You know Michael Mann as the scientist who described recent climate change with the “hockey stick” graph. He also wrote The Hockey Stick and the Climate Wars: Dispatches from the Front Lines. He is talking about the McCarthyistic tactics of the climate change denialists, including crazy people lurking in the shadows, and sitting members of the United Stated Congress.
If the interview does not work properly, you can view it here.
What’s the best way to respond to a denialist who jumped on the Lovelock walk back as proof that climate change is just a hoax?
Looks like Professor Mann is the victim of a conspiracy so vast it threatens our very way of doing science.
Well, I don’t know if you are being cynical or not, but yes, it does look that way. But actually, the science gets done. But the science policy does not get implemented. That’s the problem.

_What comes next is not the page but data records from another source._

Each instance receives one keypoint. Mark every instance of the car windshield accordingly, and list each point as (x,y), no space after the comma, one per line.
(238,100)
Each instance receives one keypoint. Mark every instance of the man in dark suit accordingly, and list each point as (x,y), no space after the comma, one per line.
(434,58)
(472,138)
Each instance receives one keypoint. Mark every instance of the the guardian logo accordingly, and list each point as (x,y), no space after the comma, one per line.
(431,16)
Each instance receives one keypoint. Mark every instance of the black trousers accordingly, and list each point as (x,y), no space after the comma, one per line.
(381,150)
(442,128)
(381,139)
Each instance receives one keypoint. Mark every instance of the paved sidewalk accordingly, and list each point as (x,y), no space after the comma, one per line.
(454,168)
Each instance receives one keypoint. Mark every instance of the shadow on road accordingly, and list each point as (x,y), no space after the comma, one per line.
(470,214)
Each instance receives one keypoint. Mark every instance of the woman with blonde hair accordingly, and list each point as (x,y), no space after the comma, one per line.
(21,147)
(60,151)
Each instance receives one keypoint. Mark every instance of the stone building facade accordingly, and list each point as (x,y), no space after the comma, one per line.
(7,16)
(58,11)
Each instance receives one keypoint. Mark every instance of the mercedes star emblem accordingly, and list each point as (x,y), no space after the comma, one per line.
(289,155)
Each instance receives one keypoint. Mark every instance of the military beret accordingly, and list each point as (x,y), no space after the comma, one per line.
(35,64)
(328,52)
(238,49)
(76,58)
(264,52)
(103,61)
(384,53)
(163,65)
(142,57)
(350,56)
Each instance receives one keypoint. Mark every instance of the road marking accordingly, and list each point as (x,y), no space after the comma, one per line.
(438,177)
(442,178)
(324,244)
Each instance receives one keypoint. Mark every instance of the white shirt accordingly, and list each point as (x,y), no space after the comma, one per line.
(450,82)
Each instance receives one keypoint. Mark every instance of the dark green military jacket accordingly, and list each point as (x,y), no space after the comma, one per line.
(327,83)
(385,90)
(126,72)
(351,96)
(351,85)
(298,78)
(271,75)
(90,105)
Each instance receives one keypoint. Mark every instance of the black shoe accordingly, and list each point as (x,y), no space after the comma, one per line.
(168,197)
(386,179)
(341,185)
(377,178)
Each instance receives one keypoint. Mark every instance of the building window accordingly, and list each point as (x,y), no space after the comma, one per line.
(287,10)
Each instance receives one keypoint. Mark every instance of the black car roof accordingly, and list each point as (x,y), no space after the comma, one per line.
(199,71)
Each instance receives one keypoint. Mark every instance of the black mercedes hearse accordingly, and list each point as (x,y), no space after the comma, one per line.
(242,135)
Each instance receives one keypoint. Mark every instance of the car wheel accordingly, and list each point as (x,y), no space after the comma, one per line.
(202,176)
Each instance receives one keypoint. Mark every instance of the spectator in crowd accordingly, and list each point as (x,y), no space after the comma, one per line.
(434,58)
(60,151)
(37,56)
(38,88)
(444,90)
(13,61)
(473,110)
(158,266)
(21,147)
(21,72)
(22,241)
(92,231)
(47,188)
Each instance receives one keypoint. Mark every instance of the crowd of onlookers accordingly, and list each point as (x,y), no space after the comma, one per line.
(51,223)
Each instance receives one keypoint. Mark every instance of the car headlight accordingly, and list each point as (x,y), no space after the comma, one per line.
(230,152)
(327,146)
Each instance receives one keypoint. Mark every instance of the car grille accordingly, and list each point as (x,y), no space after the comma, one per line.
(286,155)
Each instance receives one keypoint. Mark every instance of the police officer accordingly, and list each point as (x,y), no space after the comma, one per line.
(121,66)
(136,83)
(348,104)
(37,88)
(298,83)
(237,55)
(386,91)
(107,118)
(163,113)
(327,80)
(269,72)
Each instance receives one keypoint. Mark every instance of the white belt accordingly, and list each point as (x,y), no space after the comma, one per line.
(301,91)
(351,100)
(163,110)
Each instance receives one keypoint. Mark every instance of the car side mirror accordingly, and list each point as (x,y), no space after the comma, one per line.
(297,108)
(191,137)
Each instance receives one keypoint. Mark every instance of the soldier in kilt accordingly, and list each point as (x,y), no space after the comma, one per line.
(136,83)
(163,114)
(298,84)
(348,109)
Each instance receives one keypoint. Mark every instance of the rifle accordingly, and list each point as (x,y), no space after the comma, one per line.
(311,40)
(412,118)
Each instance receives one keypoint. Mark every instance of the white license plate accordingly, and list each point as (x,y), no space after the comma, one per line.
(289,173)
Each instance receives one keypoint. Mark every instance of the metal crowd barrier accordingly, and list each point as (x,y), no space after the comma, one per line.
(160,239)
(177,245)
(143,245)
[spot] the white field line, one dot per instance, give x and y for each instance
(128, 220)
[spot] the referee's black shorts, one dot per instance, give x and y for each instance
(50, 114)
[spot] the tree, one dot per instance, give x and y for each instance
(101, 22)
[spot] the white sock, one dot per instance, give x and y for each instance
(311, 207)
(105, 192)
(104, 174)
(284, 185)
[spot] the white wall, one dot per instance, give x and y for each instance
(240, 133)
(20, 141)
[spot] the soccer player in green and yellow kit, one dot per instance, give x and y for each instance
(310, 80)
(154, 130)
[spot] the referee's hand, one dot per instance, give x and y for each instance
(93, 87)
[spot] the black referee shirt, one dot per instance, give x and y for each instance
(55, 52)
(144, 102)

Could 100 climate scientists reach consensus on what we should do about AGW? Would that consensus be realistic?
–bks
@bks: Who knows. There was the Kyoto Protocol in which the agreed ‘solution’ was known even at the time to be ineffective (planting trees) but people said “what the hell, it does some good even if it does jack to lessen global warming”. Part of the problem is that there’s no One Solution That Will Work. We simply have to put effort into developing alternative energy sources, especially the wind/sun/tidal types and see how we go. I think even “biofuel” should be developed but kept experimental (it competes with good land which is probably better used for crops). A lot of the scientists involved are also rather clueless about the scale of the problems. Even many who routinely write out “TgC/yr” tend to propose impractical things that just wouldn’t work because they don’t know much about the current practices for obtaining fuel/energy and the scales involved. The world today consumes tens of millions of barrels of oil per day (and thousands of tons of coal, and millions of cubic meters of gas) – that’s some monstrous figure which we need to work on. Then of course many businesses will fight every step of the way to maintain the status quo.

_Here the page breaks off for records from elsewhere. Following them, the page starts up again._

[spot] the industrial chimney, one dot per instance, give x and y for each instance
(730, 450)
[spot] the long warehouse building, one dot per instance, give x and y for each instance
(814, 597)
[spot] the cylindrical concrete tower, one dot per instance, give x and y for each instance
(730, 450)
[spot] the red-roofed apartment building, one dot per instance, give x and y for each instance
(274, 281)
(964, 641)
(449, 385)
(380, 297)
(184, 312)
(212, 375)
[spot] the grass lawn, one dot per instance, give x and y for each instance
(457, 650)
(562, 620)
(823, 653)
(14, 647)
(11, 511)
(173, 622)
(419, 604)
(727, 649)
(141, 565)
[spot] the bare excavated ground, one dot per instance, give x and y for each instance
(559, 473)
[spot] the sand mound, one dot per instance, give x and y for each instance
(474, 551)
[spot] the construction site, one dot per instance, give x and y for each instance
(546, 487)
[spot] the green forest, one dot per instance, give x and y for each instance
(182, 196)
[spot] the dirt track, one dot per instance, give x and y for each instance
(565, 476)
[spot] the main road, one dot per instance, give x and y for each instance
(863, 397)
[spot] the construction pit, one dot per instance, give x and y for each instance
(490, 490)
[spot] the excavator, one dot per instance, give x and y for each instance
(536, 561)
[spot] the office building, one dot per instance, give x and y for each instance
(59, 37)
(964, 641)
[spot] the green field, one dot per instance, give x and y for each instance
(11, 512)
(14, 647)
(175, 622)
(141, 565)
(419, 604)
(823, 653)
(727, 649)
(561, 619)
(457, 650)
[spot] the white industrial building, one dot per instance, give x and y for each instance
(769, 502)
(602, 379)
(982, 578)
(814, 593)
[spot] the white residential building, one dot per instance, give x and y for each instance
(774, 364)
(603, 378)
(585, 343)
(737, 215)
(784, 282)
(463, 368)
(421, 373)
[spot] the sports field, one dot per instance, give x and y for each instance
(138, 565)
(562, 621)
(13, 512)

Point out that nobody who knew the subject took Lovelock’s original ideas seriously, because they were completely ridiculous. Lovelock is not and has never been a climatologist, and has never really had anything worthwhile to say on the subject. He didn’t know what he was talking about then, and he still doesn’t.

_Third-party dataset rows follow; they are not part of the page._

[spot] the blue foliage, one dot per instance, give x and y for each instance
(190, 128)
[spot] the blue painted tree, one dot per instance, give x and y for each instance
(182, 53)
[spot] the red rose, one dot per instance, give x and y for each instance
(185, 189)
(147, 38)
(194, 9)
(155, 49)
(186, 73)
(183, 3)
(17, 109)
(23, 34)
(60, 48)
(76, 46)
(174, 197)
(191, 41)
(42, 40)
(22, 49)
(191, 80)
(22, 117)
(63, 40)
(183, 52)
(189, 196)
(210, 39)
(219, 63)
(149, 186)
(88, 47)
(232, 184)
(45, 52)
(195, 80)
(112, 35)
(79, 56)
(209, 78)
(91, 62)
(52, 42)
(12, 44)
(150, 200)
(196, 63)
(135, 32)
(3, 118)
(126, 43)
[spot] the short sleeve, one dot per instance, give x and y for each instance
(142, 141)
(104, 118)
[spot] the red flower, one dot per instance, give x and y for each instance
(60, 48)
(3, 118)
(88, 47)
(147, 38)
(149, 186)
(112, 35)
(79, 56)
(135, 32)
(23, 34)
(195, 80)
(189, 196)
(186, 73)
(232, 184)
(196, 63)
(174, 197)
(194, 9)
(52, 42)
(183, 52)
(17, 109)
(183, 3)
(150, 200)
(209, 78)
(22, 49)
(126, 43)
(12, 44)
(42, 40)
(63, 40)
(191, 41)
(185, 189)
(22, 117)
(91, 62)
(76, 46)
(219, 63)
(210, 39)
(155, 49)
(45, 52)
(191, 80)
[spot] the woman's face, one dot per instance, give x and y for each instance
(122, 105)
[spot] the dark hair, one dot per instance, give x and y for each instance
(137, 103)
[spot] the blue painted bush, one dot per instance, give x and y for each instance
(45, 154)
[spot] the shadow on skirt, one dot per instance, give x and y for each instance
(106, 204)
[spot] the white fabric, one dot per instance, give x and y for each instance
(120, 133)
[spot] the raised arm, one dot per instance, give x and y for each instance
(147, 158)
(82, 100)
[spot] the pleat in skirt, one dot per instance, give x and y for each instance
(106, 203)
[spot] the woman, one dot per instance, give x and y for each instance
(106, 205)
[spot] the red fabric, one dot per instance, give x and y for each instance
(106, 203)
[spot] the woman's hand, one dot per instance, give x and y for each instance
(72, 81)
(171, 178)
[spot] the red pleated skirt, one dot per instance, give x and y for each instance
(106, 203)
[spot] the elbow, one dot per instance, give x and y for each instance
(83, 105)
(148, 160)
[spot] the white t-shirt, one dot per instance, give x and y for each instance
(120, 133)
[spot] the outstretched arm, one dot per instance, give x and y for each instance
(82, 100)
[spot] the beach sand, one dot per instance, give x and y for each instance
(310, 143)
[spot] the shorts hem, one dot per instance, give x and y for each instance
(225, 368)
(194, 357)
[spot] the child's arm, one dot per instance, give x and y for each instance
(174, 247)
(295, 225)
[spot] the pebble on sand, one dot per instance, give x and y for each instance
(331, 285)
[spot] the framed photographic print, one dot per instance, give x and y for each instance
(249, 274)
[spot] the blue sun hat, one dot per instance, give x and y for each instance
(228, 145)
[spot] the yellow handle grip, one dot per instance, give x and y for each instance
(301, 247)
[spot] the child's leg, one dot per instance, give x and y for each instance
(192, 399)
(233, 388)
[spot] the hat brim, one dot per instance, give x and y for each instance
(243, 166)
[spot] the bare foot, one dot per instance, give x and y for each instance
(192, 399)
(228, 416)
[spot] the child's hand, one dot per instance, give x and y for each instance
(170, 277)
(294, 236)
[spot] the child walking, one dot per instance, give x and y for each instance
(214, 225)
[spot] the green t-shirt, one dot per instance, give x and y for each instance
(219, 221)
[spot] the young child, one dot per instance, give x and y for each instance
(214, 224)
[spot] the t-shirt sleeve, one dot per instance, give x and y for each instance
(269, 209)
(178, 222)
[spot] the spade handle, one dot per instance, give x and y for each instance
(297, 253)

I’m not really sure that this is accurate. The “hockey stick” isn’t really about describing recent climate change, it’s about placing recent climate change in a wider historical context. (For human-scale values of “recent”. I suppose you could say the HS describes “recent climate change” if you were talking in geological terms, but that risks playing into the meme that we only know it’s getting warmer by looking at proxy reconstructions, which isn’t really true. It’s funny really – most of the attacks on the HS have been attacking the wrong bit. We know what the shape of the “blade” should be, because that’s the instrumental record.)
@susan
Show them that Lovelock’s old views were not driven by reality any more than his new ones. Climate change is bad, but lovelock used to believe that mankind would be huddled at the poles dying by the year 2100. That was never a defensible position. His reasons for changing views are also easy to expose as ridiculous. He claims that warming has not followed projections. Just show them the actual graphs of warming v IPCC projections.